Diffusion Crossover: Defining Evolutionary Recombination in Diffusion Models via Noise Sequence Interpolation

arXiv cs.AI / 4/17/2026

📰 NewsModels & Research

Key Points

  • The paper introduces a concrete definition of “crossover” for diffusion models within Interactive Evolutionary Computation, addressing the difficulty of semantically consistent recombination in high-dimensional generative spaces.
  • It proposes “Diffusion crossover,” which generates offspring by performing step-wise interpolation of noise sequences in the DDPM reverse process, using Slerp on noise associated with selected parent images.
  • By restricting and controlling the interpolation time-step range, the method provides a principled way to balance exploration (diversity) against exploitation (convergence).
  • Experiments (including PCA analysis and LPIPS perceptual similarity metrics) show that offspring exhibit perceptually smooth and semantically consistent transitions between parents.
  • Human-in-the-loop interactive evolution experiments indicate the approach supports effective subjective, preference-driven image exploration using diffusion models as structured search spaces.

Abstract

Interactive Evolutionary Computation (IEC) provides a powerful framework for optimizing subjective criteria such as human preferences and aesthetics, yet it suffers from a fundamental limitation: in high-dimensional generative representations, defining crossover in a semantically consistent manner is difficult, often leading to a mutation-dominated search.

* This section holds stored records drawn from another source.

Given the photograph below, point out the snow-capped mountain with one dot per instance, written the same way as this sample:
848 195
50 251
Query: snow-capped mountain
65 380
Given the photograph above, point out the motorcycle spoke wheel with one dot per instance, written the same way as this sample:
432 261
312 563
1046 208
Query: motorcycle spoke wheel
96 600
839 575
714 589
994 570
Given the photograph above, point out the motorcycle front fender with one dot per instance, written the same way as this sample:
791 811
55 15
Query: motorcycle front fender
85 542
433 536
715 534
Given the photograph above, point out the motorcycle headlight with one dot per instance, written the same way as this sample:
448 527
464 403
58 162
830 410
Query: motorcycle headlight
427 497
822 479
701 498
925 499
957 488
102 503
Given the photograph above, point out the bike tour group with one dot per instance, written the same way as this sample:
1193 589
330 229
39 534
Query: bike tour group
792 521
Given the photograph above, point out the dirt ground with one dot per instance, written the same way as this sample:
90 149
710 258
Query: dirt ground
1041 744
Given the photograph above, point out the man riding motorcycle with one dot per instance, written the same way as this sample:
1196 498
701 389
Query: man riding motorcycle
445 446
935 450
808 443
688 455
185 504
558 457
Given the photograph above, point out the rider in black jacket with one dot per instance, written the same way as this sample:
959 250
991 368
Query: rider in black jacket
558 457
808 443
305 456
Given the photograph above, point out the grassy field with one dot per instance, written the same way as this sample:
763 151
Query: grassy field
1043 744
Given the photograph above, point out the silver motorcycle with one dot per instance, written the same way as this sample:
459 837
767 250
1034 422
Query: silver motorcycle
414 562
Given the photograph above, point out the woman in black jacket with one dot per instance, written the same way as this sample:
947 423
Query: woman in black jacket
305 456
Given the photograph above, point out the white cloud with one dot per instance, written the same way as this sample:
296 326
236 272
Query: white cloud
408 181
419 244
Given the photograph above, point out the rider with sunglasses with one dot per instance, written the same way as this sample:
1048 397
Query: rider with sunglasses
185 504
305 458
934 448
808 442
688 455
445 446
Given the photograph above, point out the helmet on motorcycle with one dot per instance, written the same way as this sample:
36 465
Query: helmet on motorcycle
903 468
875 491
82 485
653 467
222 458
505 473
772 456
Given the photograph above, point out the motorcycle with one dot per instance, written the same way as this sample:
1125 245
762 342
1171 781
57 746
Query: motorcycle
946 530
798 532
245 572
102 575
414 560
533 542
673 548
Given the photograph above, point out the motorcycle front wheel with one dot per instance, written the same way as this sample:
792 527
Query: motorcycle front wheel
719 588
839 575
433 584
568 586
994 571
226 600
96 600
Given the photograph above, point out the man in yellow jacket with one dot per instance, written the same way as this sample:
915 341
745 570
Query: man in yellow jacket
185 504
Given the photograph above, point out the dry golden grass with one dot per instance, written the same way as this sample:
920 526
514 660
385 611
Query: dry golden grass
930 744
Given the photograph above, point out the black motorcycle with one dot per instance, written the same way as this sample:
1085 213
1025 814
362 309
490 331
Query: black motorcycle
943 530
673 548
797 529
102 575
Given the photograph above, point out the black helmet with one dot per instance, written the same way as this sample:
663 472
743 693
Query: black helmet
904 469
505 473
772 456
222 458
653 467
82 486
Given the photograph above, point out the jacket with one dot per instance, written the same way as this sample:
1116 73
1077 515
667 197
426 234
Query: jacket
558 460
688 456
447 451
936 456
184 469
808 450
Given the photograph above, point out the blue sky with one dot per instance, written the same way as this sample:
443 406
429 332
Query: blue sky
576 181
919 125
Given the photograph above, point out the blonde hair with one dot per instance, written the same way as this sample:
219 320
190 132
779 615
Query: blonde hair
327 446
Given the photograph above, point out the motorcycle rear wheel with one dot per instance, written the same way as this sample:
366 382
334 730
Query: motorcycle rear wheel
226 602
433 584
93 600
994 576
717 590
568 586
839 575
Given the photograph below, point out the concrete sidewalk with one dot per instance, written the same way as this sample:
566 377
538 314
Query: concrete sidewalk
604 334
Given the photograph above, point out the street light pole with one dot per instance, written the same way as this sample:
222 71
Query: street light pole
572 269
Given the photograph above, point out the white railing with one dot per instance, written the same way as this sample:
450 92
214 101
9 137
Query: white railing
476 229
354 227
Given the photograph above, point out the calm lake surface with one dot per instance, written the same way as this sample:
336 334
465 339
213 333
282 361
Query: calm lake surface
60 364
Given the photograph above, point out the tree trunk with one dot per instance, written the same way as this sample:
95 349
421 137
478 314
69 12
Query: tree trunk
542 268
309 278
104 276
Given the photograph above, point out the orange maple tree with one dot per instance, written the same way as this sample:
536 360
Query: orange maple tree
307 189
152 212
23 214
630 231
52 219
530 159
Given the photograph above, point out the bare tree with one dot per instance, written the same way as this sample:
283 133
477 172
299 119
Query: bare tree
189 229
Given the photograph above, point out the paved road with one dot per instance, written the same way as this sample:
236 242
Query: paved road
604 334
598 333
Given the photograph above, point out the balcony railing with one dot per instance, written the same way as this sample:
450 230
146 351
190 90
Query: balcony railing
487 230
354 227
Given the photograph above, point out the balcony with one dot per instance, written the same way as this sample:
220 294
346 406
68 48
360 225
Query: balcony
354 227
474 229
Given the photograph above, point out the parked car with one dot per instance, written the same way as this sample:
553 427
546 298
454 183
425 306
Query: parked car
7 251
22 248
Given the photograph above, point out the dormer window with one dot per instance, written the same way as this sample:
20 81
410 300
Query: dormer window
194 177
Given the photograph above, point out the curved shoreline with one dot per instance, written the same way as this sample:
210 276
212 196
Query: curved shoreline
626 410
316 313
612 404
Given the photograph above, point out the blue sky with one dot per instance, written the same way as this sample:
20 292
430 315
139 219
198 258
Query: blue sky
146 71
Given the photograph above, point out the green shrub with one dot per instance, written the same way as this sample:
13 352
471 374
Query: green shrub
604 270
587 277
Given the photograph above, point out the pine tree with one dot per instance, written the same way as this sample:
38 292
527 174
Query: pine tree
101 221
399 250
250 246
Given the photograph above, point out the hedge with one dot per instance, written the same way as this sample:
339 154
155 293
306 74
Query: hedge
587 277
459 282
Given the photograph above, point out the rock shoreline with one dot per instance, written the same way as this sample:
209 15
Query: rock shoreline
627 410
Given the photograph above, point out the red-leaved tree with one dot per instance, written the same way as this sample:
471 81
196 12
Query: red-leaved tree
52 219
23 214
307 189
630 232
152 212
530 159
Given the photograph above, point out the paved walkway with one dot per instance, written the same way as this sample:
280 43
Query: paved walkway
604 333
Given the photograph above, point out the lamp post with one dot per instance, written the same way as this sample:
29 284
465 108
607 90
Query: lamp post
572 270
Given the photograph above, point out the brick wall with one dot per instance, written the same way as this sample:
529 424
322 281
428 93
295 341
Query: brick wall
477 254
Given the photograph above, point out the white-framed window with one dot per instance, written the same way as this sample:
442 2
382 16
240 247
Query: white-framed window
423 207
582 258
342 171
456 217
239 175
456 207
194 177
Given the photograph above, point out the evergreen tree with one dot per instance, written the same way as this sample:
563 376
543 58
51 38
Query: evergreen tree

In this work, we explicitly define crossover in diffusion models. We propose Diffusion crossover, which formulates evolutionary recombination as step-wise interpolation of noise sequences in the reverse process of Denoising Diffusion Probabilistic Models (DDPMs). By applying spherical linear interpolation (Slerp) to the noise sequences associated with selected parent images, the proposed method generates offspring that inherit characteristics from both parents while preserving the geometric structure of the diffusion process. Furthermore, controlling the time-step range of interpolation enables a principled trade-off between diversity (exploration) and convergence (exploitation). Experimental results using PCA analysis and perceptual similarity metrics (LPIPS) demonstrate that Diffusion crossover produces perceptually smooth and semantically consistent transitions between parent images. Qualitative interactive evolution experiments further confirm that the proposed method effectively supports human-in-the-loop image exploration. These findings suggest a new perspective: diffusion models are not only powerful generators, but also structured evolutionary search spaces in which recombination can be explicitly defined and controlled.